Let me tell you a short story. This story is true and I can imagine all too common in America. It has a very simple moral: Never talk to the Police without a lawyer. So, it is May in Jacksonville at around 7:30AM. A white tourist couple is heading back to their room from breakfast when they are accosted by a tall black man with a gun. He takes the womans purse, shoots her and then runs away. The police arrive, the woman is sadly dead and the husband gives a description of the assailant. The description is something like : black, male, shorts, hat, with a gun, 20-30 years old.
The description goes out on the radio and an hour and a half later a patrolman pulls up to a first black male he sees on the street. A 15 year old kid heading to pick up a job application. He asks the kid if he can question him, puts him in the car and drives him to the crime site. At the motel the husband decides he is the killer (even though his description, other than black male, isn't the same). The kid is taken to the station for questioning where they interrogate him for over 6 hours with no lawyer. Eventually they bring in another interrogator who after spending some more time with him, brings the kid out to the woods near the station and proceeds to threaten to kill him, beats him and finally gets him to sign a confession.
Would you like to know how this story turns out? I bet you would. This is the story of Brenton Butler and it's told in the Oscar Winning documentary "Murder on a Sunday Morning" by Jean-Xavier de Lestrade. You may remember him as the maker of the amazing documentary I reccomended here and here "The Staircase".

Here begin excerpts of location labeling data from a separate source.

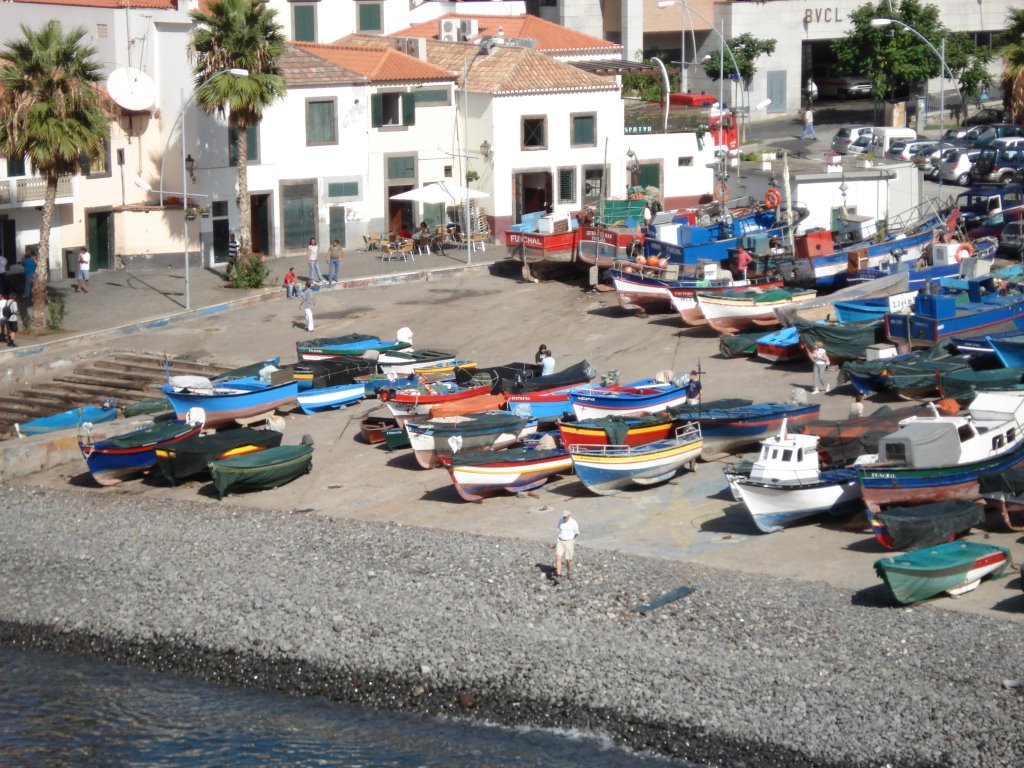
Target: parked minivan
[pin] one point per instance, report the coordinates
(847, 135)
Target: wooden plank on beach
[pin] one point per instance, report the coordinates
(665, 599)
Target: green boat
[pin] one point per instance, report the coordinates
(953, 567)
(264, 469)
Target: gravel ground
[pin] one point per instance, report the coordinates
(745, 671)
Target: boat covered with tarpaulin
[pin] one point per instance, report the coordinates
(263, 469)
(953, 567)
(192, 457)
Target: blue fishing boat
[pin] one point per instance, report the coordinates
(939, 316)
(953, 567)
(233, 399)
(113, 459)
(67, 419)
(609, 469)
(731, 429)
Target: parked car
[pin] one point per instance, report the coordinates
(983, 135)
(906, 150)
(955, 164)
(988, 115)
(1012, 238)
(847, 135)
(997, 164)
(928, 160)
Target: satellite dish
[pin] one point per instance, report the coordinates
(132, 89)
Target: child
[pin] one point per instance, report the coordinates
(291, 283)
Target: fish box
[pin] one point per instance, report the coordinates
(881, 351)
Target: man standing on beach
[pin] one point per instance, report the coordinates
(568, 529)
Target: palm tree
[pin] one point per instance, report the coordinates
(1012, 51)
(50, 112)
(238, 34)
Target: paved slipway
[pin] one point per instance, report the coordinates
(370, 582)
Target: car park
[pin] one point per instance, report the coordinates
(847, 135)
(987, 115)
(997, 164)
(906, 150)
(955, 164)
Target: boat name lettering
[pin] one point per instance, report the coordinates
(817, 15)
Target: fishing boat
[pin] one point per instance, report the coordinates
(939, 316)
(729, 429)
(608, 469)
(646, 395)
(630, 430)
(488, 430)
(940, 458)
(317, 399)
(263, 469)
(513, 470)
(402, 364)
(731, 312)
(954, 567)
(192, 457)
(75, 417)
(231, 400)
(786, 484)
(415, 403)
(350, 345)
(925, 524)
(113, 459)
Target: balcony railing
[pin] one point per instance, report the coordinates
(31, 190)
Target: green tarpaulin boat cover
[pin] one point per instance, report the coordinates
(964, 385)
(264, 469)
(843, 341)
(928, 524)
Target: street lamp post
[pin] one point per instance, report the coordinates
(184, 167)
(942, 76)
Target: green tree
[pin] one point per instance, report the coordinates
(50, 113)
(238, 34)
(741, 53)
(1012, 50)
(892, 56)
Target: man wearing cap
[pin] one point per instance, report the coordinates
(568, 529)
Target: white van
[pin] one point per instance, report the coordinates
(884, 137)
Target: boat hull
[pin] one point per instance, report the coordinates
(954, 567)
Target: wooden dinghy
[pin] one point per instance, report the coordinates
(264, 469)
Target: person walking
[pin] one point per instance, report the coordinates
(808, 131)
(335, 254)
(307, 305)
(84, 259)
(820, 359)
(568, 530)
(312, 254)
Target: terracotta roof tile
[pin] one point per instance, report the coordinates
(551, 38)
(303, 69)
(379, 64)
(159, 4)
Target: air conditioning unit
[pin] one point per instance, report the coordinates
(449, 31)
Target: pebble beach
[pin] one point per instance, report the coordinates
(748, 670)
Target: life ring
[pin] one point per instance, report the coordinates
(966, 249)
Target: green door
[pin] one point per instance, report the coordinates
(98, 233)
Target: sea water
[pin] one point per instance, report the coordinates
(62, 711)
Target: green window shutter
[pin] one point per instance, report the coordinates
(304, 23)
(376, 110)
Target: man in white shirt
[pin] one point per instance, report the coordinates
(568, 529)
(83, 270)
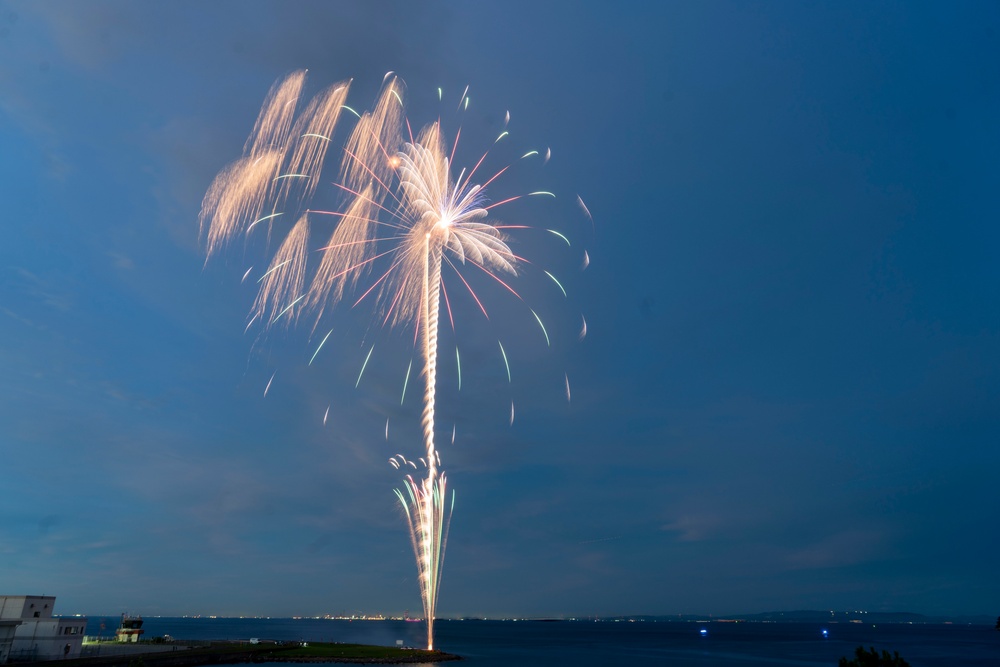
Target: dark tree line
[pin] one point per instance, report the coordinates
(863, 658)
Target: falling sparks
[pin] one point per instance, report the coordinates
(363, 367)
(406, 381)
(319, 347)
(562, 236)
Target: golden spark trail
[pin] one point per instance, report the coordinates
(387, 183)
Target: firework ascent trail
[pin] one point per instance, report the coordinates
(402, 208)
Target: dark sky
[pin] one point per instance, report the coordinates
(788, 397)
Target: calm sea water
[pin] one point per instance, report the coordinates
(598, 644)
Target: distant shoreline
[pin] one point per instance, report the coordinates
(225, 653)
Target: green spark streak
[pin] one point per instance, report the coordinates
(556, 282)
(547, 342)
(287, 308)
(358, 383)
(552, 231)
(266, 217)
(322, 343)
(505, 363)
(272, 270)
(406, 381)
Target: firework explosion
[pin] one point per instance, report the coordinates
(402, 208)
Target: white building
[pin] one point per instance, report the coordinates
(38, 634)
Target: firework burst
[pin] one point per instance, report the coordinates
(403, 211)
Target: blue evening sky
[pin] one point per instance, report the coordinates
(789, 392)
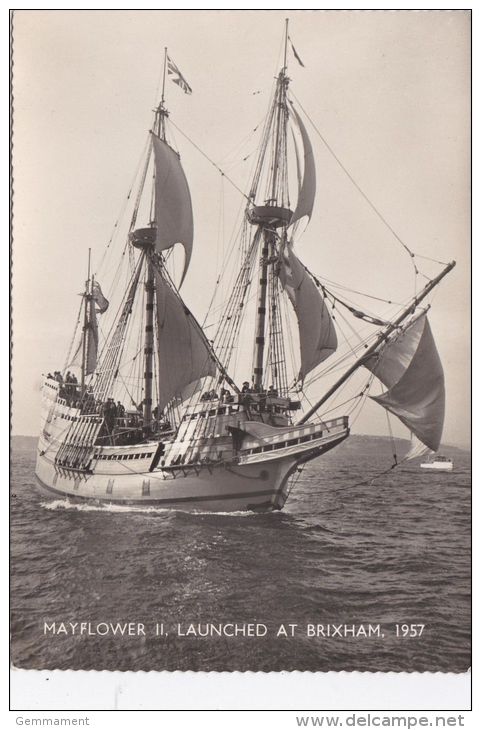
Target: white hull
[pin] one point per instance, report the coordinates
(438, 466)
(255, 477)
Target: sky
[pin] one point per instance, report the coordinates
(389, 91)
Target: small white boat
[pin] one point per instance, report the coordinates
(438, 463)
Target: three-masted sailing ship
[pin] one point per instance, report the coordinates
(149, 410)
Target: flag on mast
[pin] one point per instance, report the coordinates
(99, 299)
(177, 76)
(296, 55)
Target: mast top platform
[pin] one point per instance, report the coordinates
(272, 216)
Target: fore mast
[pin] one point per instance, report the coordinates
(144, 239)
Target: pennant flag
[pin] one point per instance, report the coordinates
(99, 299)
(177, 77)
(296, 55)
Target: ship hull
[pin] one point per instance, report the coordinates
(438, 466)
(261, 486)
(225, 488)
(212, 476)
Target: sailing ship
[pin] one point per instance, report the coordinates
(158, 414)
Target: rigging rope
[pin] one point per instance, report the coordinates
(360, 191)
(211, 161)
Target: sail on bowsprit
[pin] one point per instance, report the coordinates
(317, 336)
(173, 205)
(410, 367)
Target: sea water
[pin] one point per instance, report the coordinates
(342, 579)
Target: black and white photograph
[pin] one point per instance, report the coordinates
(241, 341)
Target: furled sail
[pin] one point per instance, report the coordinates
(173, 205)
(317, 336)
(92, 339)
(307, 190)
(410, 367)
(184, 354)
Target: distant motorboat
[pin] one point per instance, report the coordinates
(438, 463)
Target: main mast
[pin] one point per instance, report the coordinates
(274, 214)
(86, 296)
(158, 128)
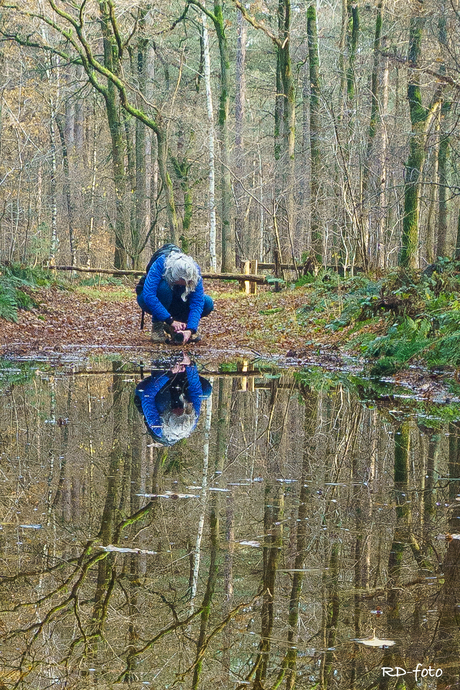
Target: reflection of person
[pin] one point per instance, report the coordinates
(173, 294)
(171, 401)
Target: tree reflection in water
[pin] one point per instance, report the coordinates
(294, 520)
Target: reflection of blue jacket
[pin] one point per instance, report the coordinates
(161, 392)
(195, 299)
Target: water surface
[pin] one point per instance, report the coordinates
(304, 526)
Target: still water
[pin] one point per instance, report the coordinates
(225, 527)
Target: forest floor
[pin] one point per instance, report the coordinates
(107, 318)
(297, 327)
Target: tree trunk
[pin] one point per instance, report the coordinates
(228, 260)
(67, 192)
(421, 118)
(211, 147)
(243, 243)
(443, 164)
(111, 62)
(315, 127)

My central argument here is one that most people don't seem to get. If you are ever arrested, and especially if you are innocent, don't say a word to the police until you have a lawyer. People always seem to think "Well, I'm innocent, I've nothing to hide" but guess what, when the police (or law enforcement) want to get something out of you they will take advantage of every possible trick they can think of. I have heard first hand from law enforcement officers some of the dirty tricks they use on people who really don't know any better. This film illustrates just one situation where your whole life can change in one simple instance of being in the right place at the wrong time.